Les films de Gardner ont suscité à la fois louanges et provocations dans le domaine de l’anthropologie visuelle. Mais il est important de considérer son œuvre non seulement comme une partie de l’héritage documentaire de Flaherty, du cinéma vérité et de Jean Rouch, mais aussi d’une avant-garde souvent radicalement subjective. Nulle part, la dette de Gardner envers l’ancienne tradition n’a été plus apparente que dans un feuilleton de la télévision de Boston, qu’il a produit et hébergé pendant presque dix ans dans les années 1970. The Screening Room, qui montrait des conversations de la longueur d’un épisode avec des figures importantes du cinéma expérimental telles que Stan Brakhage, Yvonne Rainer, Hollis Frampton, Michael Snow, John et Faith Hubley, Peter Hutton, Robert Breer, Jonas Mekas, John Whitney Sr, et presque une centaine d’autres.

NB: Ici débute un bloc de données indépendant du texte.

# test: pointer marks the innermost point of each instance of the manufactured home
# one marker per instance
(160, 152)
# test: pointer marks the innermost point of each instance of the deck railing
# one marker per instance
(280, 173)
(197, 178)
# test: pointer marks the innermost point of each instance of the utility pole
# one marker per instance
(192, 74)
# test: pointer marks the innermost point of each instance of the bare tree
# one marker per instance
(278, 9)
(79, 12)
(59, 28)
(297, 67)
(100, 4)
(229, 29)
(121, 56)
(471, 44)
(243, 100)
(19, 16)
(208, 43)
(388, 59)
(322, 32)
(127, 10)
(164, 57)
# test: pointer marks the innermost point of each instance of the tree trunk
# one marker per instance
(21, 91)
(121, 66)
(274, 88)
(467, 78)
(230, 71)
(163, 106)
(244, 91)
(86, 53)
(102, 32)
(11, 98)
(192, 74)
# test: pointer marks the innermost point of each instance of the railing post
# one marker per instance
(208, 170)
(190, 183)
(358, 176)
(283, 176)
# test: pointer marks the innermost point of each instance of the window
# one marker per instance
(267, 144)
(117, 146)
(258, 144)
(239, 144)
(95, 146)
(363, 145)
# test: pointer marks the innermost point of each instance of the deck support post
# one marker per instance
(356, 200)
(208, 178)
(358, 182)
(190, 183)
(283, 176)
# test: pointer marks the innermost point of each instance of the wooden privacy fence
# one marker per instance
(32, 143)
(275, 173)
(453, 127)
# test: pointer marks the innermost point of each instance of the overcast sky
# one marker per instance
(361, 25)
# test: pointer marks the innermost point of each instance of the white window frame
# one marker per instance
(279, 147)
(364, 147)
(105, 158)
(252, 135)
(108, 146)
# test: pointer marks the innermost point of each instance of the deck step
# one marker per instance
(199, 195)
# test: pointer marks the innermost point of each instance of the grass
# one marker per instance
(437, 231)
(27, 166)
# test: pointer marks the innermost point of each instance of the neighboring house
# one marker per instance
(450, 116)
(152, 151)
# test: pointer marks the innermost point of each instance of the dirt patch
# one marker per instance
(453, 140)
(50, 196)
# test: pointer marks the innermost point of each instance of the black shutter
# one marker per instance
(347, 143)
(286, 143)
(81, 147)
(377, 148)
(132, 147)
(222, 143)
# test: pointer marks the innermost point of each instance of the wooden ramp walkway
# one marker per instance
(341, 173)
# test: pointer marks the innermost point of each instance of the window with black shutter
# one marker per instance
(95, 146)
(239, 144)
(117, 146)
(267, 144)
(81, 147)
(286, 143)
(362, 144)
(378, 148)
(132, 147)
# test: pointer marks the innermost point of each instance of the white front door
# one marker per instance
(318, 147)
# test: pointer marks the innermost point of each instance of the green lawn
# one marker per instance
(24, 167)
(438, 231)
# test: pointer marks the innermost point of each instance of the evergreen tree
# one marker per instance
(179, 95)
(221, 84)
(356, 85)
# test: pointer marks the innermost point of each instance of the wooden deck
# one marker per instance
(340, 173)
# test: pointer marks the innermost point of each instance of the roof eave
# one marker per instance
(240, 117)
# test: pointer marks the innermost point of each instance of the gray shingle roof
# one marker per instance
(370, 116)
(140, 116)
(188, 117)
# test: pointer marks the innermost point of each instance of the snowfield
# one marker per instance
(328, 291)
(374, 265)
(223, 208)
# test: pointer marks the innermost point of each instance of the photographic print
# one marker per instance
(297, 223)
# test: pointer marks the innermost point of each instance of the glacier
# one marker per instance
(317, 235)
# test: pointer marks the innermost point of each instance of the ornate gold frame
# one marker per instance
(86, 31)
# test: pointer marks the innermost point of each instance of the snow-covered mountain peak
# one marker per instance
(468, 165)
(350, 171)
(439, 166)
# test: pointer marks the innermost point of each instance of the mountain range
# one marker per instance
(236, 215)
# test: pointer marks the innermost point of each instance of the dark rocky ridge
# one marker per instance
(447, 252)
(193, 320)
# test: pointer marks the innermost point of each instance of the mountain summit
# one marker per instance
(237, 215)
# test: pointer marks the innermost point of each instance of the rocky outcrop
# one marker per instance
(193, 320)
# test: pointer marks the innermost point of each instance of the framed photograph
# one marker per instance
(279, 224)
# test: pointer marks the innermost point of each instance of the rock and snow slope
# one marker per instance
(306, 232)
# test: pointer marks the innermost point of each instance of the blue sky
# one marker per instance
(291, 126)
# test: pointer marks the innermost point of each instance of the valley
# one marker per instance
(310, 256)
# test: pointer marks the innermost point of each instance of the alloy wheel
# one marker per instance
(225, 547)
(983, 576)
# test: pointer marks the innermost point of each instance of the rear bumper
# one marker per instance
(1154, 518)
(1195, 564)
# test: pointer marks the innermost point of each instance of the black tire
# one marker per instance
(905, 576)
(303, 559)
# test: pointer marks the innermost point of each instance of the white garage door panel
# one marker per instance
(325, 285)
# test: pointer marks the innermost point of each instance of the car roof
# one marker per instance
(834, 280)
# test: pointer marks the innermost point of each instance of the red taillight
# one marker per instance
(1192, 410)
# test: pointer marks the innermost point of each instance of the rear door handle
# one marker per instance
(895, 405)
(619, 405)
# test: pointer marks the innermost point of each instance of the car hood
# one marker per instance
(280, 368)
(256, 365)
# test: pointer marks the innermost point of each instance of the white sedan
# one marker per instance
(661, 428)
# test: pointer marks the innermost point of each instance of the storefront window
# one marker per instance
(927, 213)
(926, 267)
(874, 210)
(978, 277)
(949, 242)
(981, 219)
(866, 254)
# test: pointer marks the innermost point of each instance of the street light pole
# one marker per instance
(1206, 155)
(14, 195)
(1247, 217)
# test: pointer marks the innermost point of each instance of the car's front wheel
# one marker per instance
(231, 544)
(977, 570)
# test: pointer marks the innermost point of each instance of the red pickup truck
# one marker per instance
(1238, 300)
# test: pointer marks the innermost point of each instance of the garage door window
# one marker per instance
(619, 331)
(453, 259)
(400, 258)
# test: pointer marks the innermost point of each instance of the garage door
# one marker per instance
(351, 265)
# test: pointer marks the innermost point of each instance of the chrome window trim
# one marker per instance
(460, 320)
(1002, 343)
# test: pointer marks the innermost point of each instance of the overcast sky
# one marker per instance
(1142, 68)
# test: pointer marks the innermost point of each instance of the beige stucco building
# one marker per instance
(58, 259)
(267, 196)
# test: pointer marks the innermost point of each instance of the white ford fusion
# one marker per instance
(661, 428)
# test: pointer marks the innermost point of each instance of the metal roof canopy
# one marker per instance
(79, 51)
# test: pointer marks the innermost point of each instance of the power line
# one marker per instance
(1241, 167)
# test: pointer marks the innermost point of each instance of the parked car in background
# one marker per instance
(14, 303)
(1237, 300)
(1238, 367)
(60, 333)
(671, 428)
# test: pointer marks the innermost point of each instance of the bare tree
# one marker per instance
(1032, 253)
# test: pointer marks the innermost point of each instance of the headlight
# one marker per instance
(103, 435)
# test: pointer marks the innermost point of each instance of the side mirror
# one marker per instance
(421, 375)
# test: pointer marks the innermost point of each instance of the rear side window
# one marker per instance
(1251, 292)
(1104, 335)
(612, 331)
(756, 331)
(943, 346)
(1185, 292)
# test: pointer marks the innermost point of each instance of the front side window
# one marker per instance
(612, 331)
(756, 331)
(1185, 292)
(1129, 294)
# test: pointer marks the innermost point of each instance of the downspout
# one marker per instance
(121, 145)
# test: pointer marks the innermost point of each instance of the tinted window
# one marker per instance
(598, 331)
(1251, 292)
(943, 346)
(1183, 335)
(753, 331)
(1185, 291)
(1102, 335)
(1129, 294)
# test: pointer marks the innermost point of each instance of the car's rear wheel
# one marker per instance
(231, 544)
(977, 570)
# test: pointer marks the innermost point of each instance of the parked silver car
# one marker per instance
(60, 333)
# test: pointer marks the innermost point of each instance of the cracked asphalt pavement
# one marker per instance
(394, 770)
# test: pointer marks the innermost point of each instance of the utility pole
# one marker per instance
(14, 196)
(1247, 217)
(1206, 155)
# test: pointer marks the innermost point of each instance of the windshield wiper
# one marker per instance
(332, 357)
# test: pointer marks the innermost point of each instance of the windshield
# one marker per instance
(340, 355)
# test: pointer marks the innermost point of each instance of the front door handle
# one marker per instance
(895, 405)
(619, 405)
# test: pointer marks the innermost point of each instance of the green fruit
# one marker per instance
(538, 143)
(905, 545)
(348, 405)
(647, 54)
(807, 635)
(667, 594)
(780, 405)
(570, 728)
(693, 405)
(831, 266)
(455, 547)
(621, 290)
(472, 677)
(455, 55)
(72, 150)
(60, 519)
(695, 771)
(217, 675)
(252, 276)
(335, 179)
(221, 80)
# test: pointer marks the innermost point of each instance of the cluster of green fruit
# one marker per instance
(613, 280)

L’édition récente de beaucoup de ces épisodes en DVD, grâce aux efforts de Gardner, s’est déjà révélée une ressource inestimable pour l’histoire de l’art filmique.

Gardner continue de soutenir et d’inspirer une nouvelle génération d’artistes. Une grande partie de ses œuvres est maintenant disponible en DVD. Il a publié de nombreux livres, parmi lesquels The Impulse of Preserve (2008), qui comprend des extraits de journaux écrits pendant la réalisation de ses films. Dans une interview récente, il résume sa philosophie de cinéaste, revenant aux idées qui commandent son œuvre depuis ses débuts. "On ne peut jamais exactement partager nos expériences", dit-il. "Vous ne pouvez pas avoir mon expérience, je ne peux avoir votre expérience. Je peux être capable de faire l’expérience de vous ayant une expérience, mais quel intérêt ? Je ne peux pas entrer dans votre tête. C’est le dilemme de tout cinéma. On ne peut pas entrer dans le crâne des gens. Alors que fait-on ? Et bien on essaie d’entrer dans son propre crâne, de voir ce qui s’y trouve et qui peut-être résonnera dans la tête de quelqu’un d’autre comme une expérience".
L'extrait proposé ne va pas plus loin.